Further improvements -

  1. Data Collection/Scraping - can be automated using RSelenium and R, GeckoDrivers

    provided Oracle Forums latest migration to Oracle APEX cloud is more stabilized and causes no issues while accessing data using web drivers

  2. Data Preparation -

    2.1 set and store information such as Topics , corresponding Community thread url, latest release info effective on or before Sep 2021

    2.2 pre-process post title and post content, to decide whether its related to any of our input topics/releases set in point #2.1

  3. Posting responses in Oracle Forums - can be automated.
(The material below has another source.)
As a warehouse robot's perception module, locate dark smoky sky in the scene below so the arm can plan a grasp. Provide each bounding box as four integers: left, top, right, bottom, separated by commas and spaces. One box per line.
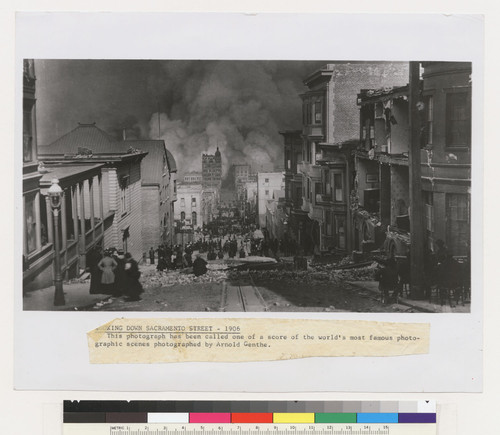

However, verifying the response is correct or not, should be done manually

Conclusion -

Although, one can experience a significant improvement in productivity and by solving issues at a faster pace; one can not avoid manual intervention in terms of verifying the generated response, and also the whether the suggested solution is working or not. This demands a certain level of familiarity to the topics being requested. In my case, its OBIEE, Oracle BI Publisher, R, Python, ML, AI, SQL etc.